Archie smiled inwardly. She'd fallen into the trap. “Queen-king check,” he announced.
“Well!” She stared at the board, obviously angry with herself. “You certainly do play a shrewd game of chess for a boy,” she decided. “You planned that, didn’t you?”
“Yeah. When I realized you were using the Czech attack, I knew you’d have to fall into the Morphy trap. It’s an old counter-gambit, but it hasn’t been used much by the masters in recent years.”
“It’s really schoen. I’ll have to remember it.” Helen looked at him respectfully. She moved her bishop to guard the queen.
Archie gladly swapped his bishop for her queen. Then he moved his own queen in for the kill. “Check!” he said. She was forced to move her king. He cornered her with his rook. “Check.” Again she had to move the king.

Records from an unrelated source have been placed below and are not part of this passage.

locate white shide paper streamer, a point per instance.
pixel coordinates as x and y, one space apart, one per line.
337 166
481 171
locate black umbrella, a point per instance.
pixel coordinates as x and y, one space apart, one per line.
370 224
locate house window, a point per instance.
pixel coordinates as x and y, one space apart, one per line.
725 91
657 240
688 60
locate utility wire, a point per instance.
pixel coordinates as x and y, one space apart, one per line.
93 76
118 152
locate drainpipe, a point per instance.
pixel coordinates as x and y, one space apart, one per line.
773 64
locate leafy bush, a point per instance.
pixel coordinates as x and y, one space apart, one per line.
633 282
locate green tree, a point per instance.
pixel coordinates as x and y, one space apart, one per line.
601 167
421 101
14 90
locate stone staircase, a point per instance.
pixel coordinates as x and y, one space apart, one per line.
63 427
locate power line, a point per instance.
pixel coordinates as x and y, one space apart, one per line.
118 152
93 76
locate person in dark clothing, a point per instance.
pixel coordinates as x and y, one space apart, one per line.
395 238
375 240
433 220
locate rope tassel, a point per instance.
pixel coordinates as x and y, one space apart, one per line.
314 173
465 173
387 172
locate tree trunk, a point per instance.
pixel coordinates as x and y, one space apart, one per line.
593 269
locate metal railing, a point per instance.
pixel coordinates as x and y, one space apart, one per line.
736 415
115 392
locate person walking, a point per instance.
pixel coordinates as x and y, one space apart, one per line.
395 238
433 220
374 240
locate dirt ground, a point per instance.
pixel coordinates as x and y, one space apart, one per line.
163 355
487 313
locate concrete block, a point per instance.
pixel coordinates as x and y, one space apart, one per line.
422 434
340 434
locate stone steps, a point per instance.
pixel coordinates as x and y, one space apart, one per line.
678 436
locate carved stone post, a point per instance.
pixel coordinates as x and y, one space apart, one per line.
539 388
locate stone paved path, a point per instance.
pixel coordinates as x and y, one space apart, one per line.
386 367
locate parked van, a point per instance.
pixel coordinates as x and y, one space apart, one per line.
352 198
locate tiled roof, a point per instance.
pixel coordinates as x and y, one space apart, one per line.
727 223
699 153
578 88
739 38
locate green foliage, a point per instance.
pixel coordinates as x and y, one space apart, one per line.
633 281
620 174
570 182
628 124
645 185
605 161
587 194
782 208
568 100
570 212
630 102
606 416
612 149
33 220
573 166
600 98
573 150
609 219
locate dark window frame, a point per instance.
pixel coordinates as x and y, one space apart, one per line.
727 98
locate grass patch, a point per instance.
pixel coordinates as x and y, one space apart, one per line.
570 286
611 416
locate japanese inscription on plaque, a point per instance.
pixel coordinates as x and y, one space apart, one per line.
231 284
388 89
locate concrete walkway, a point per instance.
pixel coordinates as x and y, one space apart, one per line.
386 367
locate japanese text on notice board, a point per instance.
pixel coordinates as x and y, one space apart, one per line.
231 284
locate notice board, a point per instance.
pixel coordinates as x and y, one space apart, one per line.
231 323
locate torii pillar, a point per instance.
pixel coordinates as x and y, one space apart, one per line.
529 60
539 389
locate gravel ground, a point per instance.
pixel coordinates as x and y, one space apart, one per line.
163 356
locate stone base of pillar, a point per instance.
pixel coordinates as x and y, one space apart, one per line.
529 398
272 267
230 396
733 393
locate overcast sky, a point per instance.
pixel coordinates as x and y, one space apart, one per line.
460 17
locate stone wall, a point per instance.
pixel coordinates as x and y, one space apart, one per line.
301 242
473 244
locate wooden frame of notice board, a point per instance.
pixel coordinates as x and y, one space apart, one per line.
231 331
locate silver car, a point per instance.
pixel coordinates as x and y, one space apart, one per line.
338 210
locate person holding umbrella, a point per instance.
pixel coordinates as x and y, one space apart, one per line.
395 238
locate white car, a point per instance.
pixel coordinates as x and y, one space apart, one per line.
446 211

His bishop delivered the coup de grace. “Check and mate!” Archie leaned back and grinned at his victory.
“He beat her!” Papa Steinberg hissed to Mama Steinberg from the bedroom doorway.
“And he’s not even Jewish?” Mama Steinberg was surprised. “I don’t believe it!”
“Another!” Helen demanded of Archie.
“I really don’t have time,” he protested. “I’ve been up all night, and--”
“That a young man should beat Helen at chess!” Papa Steinberg shook his head. “That’s really something!"
“All the fellas she’s driven away, their tails between their legs, all because of that chess,” Mama Steinberg agreed, “and now she has to pick a goy to let beat her. You think maybe she’s in love with him?”
“But you can’t just trounce me and leave!” Helen Steinberg was wailing. “You have to give me a chance to get even.”
“Another time, maybe,” Archie offered.
“He’s pretty young for her,” Papa Steinberg answered his wife. “But you never know.”
“So that could maybe work out good. There’s still time he should change his mind, go to pre-med, and become a doctor.”
“It’s not fair!” Helen was bitter.
“Honest, my eyes are closing!”
“You think maybe he'd convert?” Papa wondered.
“Why not? We did!”
“You’re just leaving in such a hurry because I’m Jewish!” Helen accused Archie.